Pancreatic cancer is the fourth leading cause of death worldwide. As this type of tumour is usually diagnosed in late stages, traditional surgical intervention is possible in only about 15 to 20% of cases. In 40% of cases the disease has already metastasized, and in 30 to 40% of cases it has invaded the adjacent organs and spread into the vascular and lymphatic systems. These patients, whose disease had spread into adjacent blood vessels (such as the abdominal artery, portal vein and superior mesenteric artery and vein) were previously considered inoperable. New technological developments, however, have given them a new hope of 5-year survival. One of these new methods is the NanoKnife surgery, which uses electricity to kill cancer cells.

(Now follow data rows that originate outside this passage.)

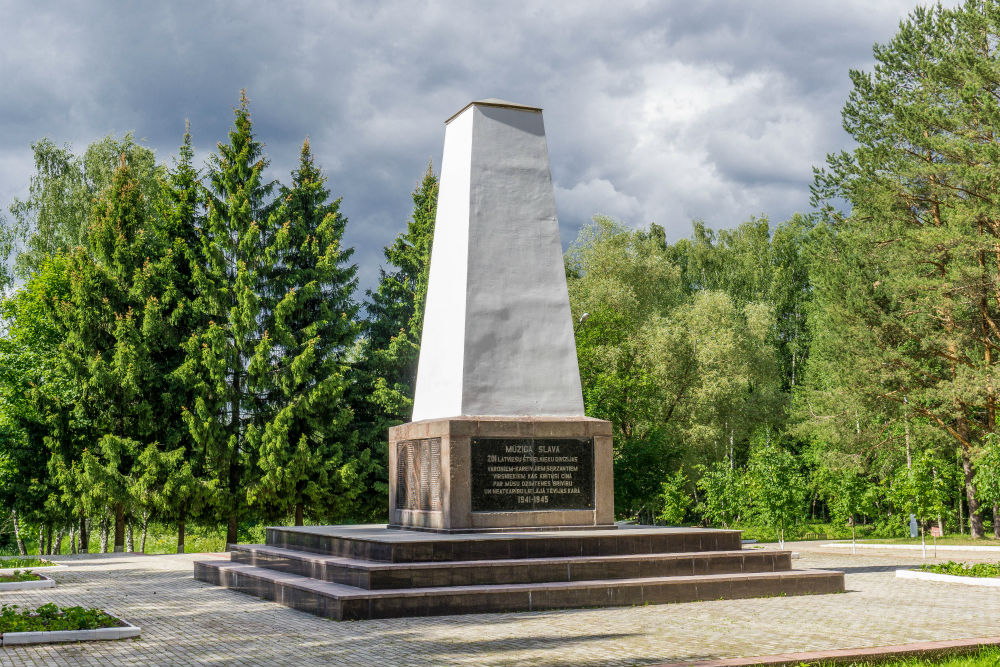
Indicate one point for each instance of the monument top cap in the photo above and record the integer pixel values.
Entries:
(493, 102)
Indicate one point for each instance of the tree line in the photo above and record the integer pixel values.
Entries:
(189, 345)
(860, 339)
(185, 345)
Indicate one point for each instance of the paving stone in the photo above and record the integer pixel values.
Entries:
(187, 622)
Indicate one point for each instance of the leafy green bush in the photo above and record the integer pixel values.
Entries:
(51, 617)
(964, 569)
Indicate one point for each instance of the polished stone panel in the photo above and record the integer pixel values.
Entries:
(525, 474)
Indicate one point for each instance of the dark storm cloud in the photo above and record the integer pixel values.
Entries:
(654, 111)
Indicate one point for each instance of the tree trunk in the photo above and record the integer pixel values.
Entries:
(961, 515)
(119, 527)
(104, 533)
(84, 535)
(180, 531)
(231, 530)
(21, 551)
(232, 536)
(975, 515)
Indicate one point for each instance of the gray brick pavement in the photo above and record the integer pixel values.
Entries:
(186, 622)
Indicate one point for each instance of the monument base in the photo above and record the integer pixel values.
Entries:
(362, 572)
(479, 474)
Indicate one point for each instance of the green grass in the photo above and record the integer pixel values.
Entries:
(964, 569)
(25, 562)
(51, 617)
(951, 539)
(18, 575)
(986, 658)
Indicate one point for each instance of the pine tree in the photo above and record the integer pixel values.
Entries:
(176, 485)
(306, 443)
(105, 352)
(909, 281)
(230, 274)
(387, 371)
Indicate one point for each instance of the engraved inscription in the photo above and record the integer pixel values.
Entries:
(418, 474)
(532, 474)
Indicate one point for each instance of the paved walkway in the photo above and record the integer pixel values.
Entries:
(186, 622)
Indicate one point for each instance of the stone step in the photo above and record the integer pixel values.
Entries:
(381, 575)
(375, 542)
(341, 602)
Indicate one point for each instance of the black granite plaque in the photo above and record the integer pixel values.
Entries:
(511, 474)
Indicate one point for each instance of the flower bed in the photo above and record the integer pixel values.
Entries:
(50, 623)
(23, 581)
(964, 569)
(23, 562)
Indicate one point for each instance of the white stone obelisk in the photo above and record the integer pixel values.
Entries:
(498, 333)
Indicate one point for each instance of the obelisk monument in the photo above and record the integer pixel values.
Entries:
(499, 440)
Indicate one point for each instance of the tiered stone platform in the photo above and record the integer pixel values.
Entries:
(361, 572)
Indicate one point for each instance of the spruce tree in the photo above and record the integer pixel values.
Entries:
(230, 274)
(105, 352)
(175, 484)
(387, 370)
(307, 446)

NanoKnife ablation, also known as IRE (irreversible electroporation), is a method of tumour destruction using high-voltage electric current (up to 3000V in 100 msec). This irreversibly damages the malignant cells’ membranes, causing miniature pores to form. The dead cells are then evacuated from the patient’s body by the immune system (similarly to apoptosis). As the area of ablation is not exposed to extreme heat, healthy adjacent tissues are not damaged during treatment. Additionally, as IRE does not affect collagen and elastin, neither blood vessels nor bile ducts are harmed during the procedure. The muscle tissues are mildly affected but usually recover within 2 weeks.
The procedure is performed under US-guidance and specialized NanoKnife IRE software. Due to increased complexity, an abdominal incision (approx. 10 cm long, along the central line) is required for pancreatic surgeries. The operative procedure itself usually takes no more than an hour (not counting pre-operative electrode placement). Following the surgery you will need to remain in the hospital for 3 to 4 days. It is also possible to combine to combine a surgical resection with an IRE for ablation of surgical margins when blood vessels are involved. The effectiveness of this procedure is approaching 100%. Technology that will allow this surgery to be performed as a minimally invasive procedure is currently being developed.
Additionally, NanoKnife surgery has been used to treat rectal malignancies. The technology allows specialists to destroy tumour cells in areas important for sexual function, and treat cases of tumour invasion into bone, sphincter or prostate. At present it is performed when other operative interventions are contraindicated or when pelvic exenteration, which has a high mortality rate, is required.
The surgery is performed under general anesthesia.
In Israel NanoKnife surgery is performed by highly-trained gastric surgeons in cases of pancreatic and rectal cancers, as well as cancers of the liver.